Follow-Up question 1
How do you ensure that large neural architectures (like transformers) do not overfit on popular items and ignore tail items?
Answer
Layer normalization, dropout, and careful regularization are necessary. Large models may latch onto highly frequent patterns (milk, bananas, bread). Limit overfitting by:
Performing category-level pretraining to capture broad preferences.
Using uniform sampling or upweighting rare interactions during training. This combats popularity bias.
Applying negative sampling for items not purchased but likely relevant to users based on embeddings.
Follow-Up question 2
How do you handle the cold start problem for new users with minimal purchase history?
Answer
Profile new users through:
Basic demographic or regional data if available.
Overall popular products to bootstrap recommendations.

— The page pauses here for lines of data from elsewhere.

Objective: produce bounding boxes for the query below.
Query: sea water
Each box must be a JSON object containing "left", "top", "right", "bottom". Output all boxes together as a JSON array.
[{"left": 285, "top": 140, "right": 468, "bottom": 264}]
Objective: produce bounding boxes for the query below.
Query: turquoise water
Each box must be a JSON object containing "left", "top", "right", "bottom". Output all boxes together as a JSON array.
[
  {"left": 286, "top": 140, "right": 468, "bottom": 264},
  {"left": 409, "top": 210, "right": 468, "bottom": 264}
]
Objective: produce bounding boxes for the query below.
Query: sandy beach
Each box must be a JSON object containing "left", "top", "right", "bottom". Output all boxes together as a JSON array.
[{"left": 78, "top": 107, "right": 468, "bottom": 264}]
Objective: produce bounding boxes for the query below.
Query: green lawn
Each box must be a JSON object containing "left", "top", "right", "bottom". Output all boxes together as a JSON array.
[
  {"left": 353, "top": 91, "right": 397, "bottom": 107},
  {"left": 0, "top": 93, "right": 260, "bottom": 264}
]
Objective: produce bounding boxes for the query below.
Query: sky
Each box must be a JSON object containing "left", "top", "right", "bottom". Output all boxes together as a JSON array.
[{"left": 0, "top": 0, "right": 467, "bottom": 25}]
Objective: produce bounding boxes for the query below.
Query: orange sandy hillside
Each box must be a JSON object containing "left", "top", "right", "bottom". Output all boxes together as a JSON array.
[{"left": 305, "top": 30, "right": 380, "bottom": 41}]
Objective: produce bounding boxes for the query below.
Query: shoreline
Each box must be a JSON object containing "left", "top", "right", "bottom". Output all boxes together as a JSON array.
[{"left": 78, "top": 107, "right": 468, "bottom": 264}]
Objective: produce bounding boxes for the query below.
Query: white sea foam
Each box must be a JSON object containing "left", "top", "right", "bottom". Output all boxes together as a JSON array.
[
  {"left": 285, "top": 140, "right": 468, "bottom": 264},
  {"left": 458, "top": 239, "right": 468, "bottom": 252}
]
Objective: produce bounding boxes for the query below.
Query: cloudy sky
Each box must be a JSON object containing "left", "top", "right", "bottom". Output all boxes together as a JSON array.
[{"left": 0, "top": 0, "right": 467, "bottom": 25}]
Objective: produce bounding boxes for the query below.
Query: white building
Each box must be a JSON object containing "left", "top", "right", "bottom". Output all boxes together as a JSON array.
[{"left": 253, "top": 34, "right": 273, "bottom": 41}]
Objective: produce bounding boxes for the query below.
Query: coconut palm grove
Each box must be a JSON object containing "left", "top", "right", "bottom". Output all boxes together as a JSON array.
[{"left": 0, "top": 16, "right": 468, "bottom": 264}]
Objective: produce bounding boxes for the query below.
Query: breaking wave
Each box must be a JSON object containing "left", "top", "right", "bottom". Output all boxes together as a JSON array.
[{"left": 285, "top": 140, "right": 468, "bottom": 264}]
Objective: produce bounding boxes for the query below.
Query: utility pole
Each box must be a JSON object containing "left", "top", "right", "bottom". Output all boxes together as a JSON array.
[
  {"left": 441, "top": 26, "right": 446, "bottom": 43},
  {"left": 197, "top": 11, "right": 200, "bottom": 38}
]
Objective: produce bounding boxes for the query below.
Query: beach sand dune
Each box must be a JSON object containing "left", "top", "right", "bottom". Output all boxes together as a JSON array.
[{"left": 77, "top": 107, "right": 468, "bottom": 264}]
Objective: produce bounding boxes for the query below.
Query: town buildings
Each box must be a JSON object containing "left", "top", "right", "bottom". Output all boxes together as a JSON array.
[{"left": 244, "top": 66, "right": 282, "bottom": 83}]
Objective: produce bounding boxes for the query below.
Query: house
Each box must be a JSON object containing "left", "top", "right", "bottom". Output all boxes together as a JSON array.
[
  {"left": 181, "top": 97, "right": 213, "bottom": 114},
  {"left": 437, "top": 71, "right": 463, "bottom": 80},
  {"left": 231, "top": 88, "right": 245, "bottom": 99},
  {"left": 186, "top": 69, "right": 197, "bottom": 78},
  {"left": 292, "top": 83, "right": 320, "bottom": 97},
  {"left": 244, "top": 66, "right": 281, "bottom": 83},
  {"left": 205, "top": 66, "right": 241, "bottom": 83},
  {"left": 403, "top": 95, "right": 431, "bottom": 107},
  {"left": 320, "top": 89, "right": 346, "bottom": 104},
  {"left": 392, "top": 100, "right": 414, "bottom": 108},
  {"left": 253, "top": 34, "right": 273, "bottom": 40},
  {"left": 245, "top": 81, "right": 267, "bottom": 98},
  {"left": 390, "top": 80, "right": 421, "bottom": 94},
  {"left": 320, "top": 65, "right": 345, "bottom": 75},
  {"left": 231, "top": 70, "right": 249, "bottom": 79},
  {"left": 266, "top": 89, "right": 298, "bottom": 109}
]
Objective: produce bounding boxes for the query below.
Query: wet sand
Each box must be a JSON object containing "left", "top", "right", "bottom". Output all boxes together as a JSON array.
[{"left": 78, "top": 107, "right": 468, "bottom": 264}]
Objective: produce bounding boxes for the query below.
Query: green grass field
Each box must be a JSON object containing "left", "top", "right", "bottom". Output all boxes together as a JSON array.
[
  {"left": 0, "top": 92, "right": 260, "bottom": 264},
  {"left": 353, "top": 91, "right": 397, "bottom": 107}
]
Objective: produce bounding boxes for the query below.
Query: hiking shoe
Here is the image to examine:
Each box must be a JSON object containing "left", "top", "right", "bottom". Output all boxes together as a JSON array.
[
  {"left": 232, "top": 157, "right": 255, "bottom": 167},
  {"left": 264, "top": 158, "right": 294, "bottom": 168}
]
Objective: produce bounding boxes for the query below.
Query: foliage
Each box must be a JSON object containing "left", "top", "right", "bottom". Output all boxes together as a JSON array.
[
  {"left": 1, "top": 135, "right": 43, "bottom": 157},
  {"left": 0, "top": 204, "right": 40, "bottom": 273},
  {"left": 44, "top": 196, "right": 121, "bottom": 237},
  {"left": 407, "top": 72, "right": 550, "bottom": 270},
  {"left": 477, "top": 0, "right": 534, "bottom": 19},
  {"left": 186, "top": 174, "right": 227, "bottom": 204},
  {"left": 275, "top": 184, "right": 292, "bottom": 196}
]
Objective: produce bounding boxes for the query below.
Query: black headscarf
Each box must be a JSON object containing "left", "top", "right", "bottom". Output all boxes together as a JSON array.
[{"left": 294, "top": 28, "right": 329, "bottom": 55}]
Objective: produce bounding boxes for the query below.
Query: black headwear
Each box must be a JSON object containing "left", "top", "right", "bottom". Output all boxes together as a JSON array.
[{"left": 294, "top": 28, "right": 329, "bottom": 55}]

Real-time updates once a user buys items, quickly transitioning them into the repeat model.
Follow-Up question 3
How would you combine repeat and explore predictions in the final recommendation list?
Answer
Rank items by combining the repeat score P_repeat(i) and the explore score P_explore(i). A common practice is an additive or weighted average: final_score(i) = alpha * P_repeat(i) + (1-alpha) * P_explore(i). Calibrate alpha based on validation data, ensuring a balanced mix of both item types.
Follow-Up question 4
How do you measure the success of category-based recommendations?
Answer
Track how often users click on, or purchase from, recommended categories. Evaluate how many explore items in those categories eventually convert to purchases. Measure funnel drop-off from category-level suggestion to final basket. Use standard ranking metrics for categories (Precision@K for recommended categories versus actual categories purchased later).
Follow-Up question 5
What if your final recommended items conflict with the user’s dietary restrictions or brand preferences?
Answer
Use a filtering mechanism that excludes items flagged by user preferences. Maintain a user-level preference profile. Adjust the final candidate list by removing restricted items and brand omissions. Re-rank to ensure relevant alternatives stay at the top.
Follow-Up question 6
Which engineering considerations optimize serving latency in production?
Answer
Precompute repeat scores offline in a batch pipeline. Keep them in a low-latency store keyed by user-item. Deploy the deep model for explore in a streaming or micro-batch architecture, possibly behind a caching layer. Use approximate nearest-neighbor search for quick retrieval of top embeddings.
Follow-Up question 7
How do you refine or update your approach when new product categories are introduced?
Answer
Include newly created category embeddings trained via incremental learning. Propagate them through the sequence model. If historical data is limited, use similarity to existing categories. Carefully retune the ensemble weights so new categories have representation in the final ranking.
Follow-Up question 8
Why might you incorporate recipe recommendations instead of single-item recommendations?
Answer
Certain products sell better in combination (e.g., all ingredients for a pasta dish). Suggesting recipes solves a meal-planning task and can increase cross-sell. It also simplifies user decisions by recommending cohesive bundles. Track repeat behavior of recipes to see which sets of items resonate with each user.